The 33rd IBCT traces its lineage to the 33rd Division, which includes Maywood’s B Company. As we deployed, we knew the proud legacy B Company had established. I truly believe that pride contributed to our success in Afghanistan.

Soldiers in our Brigade received more than 4,600 awards including: 66 Purple Hearts, more than 600 Bronze Stars and 8 Bronze Stars for Valor.

The 33rd also lost 18 soldiers while we were deployed.  No matter what the scenario or how far into our deployment, it never got easier.

But, just as our fellow soldiers had at Bataan, we endured and we fought hard.

In a sense, I believe the soldiers of Maywood’s Bravo Company still serve alongside us. They were there in Afghanistan with us. Their strength and spirit is present with the soldiers of the 33rd and the entire Illinois National Guard today.

As General George Patton once said: “Courage doesn’t always roar.  Sometimes courage is the quiet voice at the end of the day saying, ‘I will try again tomorrow.’”

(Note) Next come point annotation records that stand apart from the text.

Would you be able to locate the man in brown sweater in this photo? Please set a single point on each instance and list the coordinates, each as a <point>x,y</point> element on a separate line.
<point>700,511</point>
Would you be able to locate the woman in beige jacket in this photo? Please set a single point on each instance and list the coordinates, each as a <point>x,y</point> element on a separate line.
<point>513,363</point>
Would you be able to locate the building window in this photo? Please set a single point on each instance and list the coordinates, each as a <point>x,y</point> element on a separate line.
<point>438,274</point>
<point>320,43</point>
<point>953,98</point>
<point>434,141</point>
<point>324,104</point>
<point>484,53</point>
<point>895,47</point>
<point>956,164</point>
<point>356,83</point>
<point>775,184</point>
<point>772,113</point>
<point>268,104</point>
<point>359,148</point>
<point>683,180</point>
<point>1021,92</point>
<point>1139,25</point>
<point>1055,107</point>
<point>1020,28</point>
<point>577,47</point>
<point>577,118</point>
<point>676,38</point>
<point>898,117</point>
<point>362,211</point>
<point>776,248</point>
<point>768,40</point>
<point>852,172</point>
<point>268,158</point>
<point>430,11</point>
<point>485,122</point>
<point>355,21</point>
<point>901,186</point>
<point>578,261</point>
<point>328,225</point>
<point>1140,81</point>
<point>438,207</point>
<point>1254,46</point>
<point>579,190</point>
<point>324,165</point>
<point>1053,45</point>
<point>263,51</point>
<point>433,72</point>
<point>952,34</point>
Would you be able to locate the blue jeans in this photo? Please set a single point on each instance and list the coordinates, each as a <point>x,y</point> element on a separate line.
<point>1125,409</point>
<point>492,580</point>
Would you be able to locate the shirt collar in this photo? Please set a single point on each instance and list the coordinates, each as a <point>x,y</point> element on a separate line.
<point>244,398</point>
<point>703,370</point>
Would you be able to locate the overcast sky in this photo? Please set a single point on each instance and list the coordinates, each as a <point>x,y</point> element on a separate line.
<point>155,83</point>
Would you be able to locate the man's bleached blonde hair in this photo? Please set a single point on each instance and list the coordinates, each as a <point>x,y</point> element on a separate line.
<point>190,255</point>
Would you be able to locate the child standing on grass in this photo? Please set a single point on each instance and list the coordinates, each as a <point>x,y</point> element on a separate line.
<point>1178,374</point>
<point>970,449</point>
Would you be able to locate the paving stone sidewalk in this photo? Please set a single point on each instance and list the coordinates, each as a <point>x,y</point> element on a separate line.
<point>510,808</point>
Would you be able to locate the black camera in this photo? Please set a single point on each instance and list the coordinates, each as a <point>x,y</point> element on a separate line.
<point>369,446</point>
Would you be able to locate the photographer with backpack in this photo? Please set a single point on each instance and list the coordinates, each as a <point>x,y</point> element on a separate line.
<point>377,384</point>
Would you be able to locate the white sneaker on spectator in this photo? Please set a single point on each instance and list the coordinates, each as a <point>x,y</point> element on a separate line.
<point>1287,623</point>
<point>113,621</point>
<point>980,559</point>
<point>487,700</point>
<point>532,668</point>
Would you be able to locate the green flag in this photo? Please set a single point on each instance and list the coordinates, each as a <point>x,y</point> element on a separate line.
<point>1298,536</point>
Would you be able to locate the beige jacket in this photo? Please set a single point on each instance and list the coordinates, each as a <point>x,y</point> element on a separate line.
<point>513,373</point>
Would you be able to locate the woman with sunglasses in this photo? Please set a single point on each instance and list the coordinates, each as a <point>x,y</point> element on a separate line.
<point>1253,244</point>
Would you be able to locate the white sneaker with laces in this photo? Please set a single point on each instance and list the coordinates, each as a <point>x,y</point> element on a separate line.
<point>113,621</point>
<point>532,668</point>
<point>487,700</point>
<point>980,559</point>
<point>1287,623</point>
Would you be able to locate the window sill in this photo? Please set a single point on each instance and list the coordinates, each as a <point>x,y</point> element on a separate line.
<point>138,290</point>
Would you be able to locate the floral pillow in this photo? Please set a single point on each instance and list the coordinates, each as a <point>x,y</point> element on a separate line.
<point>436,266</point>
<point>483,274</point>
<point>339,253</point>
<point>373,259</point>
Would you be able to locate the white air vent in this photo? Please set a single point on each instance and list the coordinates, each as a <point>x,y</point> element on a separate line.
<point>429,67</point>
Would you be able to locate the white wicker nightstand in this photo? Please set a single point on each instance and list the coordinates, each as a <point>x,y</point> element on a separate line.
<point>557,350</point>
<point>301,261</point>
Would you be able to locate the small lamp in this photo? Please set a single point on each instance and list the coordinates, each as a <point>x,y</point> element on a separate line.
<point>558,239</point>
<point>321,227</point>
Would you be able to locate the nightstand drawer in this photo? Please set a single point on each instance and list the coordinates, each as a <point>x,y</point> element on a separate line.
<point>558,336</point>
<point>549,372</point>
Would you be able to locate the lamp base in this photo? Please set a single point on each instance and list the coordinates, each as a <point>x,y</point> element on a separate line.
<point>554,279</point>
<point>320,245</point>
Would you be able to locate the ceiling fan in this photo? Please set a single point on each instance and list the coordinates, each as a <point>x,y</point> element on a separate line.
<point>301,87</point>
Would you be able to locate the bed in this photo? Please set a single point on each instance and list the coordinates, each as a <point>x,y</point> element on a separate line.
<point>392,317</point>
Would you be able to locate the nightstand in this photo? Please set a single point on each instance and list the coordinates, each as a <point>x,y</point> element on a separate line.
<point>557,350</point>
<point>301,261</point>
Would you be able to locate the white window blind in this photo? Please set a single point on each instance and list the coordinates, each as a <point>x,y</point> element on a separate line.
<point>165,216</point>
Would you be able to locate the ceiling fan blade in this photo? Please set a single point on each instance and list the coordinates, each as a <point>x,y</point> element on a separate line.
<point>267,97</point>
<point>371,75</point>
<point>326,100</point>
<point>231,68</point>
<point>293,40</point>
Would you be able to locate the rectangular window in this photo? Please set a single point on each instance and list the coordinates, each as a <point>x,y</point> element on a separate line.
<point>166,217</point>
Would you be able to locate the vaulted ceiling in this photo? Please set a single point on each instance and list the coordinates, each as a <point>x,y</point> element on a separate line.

Those who endured the Bataan Death March and years of captivity never stopped trying. Many gave their last full measure of devotion. Others lived to tell the story, ensuring the sacrifice of these men and their families will never be forgotten.

We stand together as Americans.

Today we are all members of the armed forces; all members of the Illinois Army National Guard and the 33rd infantry brigade combat team and the 192nd tank battalion.

And today we are also members of Bravo Company, from Maywood.

We remember the service and sacrifice of these soldiers, forever young.

On the 72nd year of these heroic acts, we vow to never forget the pain and suffering these soldiers endured.  These heroes may be gone, but we will to ensure their memory never fades away. They and so many others, set the example for us to follow, and we will, thank you.